Dragon's Nest - главная страница
Гнездо драконов — сайт о драконах и для драконов

 

«Здесь ты видишь все измерения.
Свет подобен радуге, видимой на небе;
Звук подобен дракону гаруде, он звучит как гром;
Лучи же подобны разноцветному шелку.»
«Жанг Жунг Ньян Гьюд»

Трофимов Ю. В. «Мифы письма»

Итак, прежде Бог Тот был ибисом. Птицей, обитающей в долине Нила и имеющей ряд особенностей, подмеченных еще древними египтянами. Характерными для ибиса и особо почитаемыми свойствами были истребление ибисом змей и вредных насекомых, связь его поведения с лунными циклами, способность отличать чистую и грязную воду. Первоначально Бог Тот был главным божеством гермопольской огдоады. "Истребление ибисом гадов и вредных насекомых, этого бича Египта, особенно в первобытное время непроходимых болот и лесов, также заставляло видеть в нем благодетельное существо… Связь между жизнью ибиса и луной, по-видимому, также наблюдалась в Египте, по крайней мере, древние классики сохранили на это кое-какие указания… наиболее полный трактат об ибисе принадлежал Элиану… По природе ибис весьма горяч и прожорлив; ест гадость: питается змеями и скорпионами; но одно переваривает легко, из другого выбирает более удобное для еды. Весьма редко можно видеть ибиса больным." — так описывал представления об ибисе-Тоте Тураев. (4;8-9) В частности, последняя особенность ибиса отождествлялась с весьма важными качествами Бога Тота. Это его бессмертие и способность врачевать, что впоследствии позволило сопоставить его с Богом премудрости и правой рукой Осириса во время суда. Связь его с загробным миром также вызвана лунарным характером мифа. Как писал Тураев: "Считая своего Бога-покровителя верховным и может быть даже "единственным", египетский ном, естественно, возводил к нему и мироздание и видел в нем демиурга… Вероятно и с Тотом дело обстояло не иначе." (4;15)

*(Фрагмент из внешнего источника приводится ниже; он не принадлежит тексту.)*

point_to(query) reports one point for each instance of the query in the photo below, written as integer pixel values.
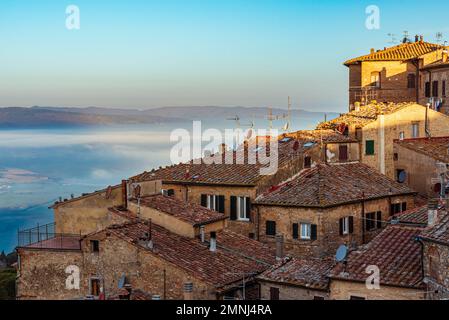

Другим животным-символом Тота выступает павиан. В этом отношении интересно вновь обратиться к Тураеву: "Змеи и лягушки — существа, рождающиеся из ила после каждого наводнения. Самые первобытные; они были с Ра в хаосе и восхваляли его при появлении (т. е. существовали раньше его). Солнце-Ра, как мы видели, воссияло из Ермополя и боги последнего были первыми, выразившими восторг природы при появлении лучезарного, животворного светила. Но возникает вопрос, при чем здесь павианы? Масперо отвечает на него весьма остроумно тем, что египтяне будто бы еще в глубокой древности подметили у этих животных проявления экстаза при восходе и закате солнца, а потому и поместили их в соответствующем месте и при обзоре хождения Ра по преисподней. Мне кажется, что этот ответ не может быть назван полным: он не объясняет, почему павианы, приветствовавшие солнце, так часто называются именами, не только не имеющими ничего общего с ермопольской огдоадой, но даже обнаруживающими совершенно другую систему и другой цикл понятий. По всей вероятности мы имеем дело со смешением двух разных первоначальных представлений: о павианах, приветствующих солнце, и о первоначальных божествах, поклонившихся ему при его появлении. Последствия этого смешения будут еще более понятны, если мы обратим внимание на то, что павиан, подобно ибису, был священным животным Тота." (4;21-22)Таким образом, если сопоставить два этих первоначальных представления о животных, символизирующих Тота, то налицо будет некая двойственность этого образа. А именно: с одной стороны, это змееборец ибис, а с другой стороны, хтонический образ павиана, радующегося вместе с теми же пресмыкающимися восходу Солнца-Ра. Особенно примечательны те качества павиана, которые египтяне отождествляют в более поздние времена с качествами Бога Тота. Это такие качества как, во-первых, связь их жизни с Луной, строгую правильность и иерархичность их поведения, периодичность, а также отвращение к рыбе, от которой должны были воздерживаться жрецы Бога Тота перед жертвоприношениями последнему. Также это якобы способность павиана к письму, в которую египтяне свято верили. Но для того, чтобы понять синкретизм образа Бога Тота, требуется сначала рассмотреть в общих чертах более поздние представления о нем.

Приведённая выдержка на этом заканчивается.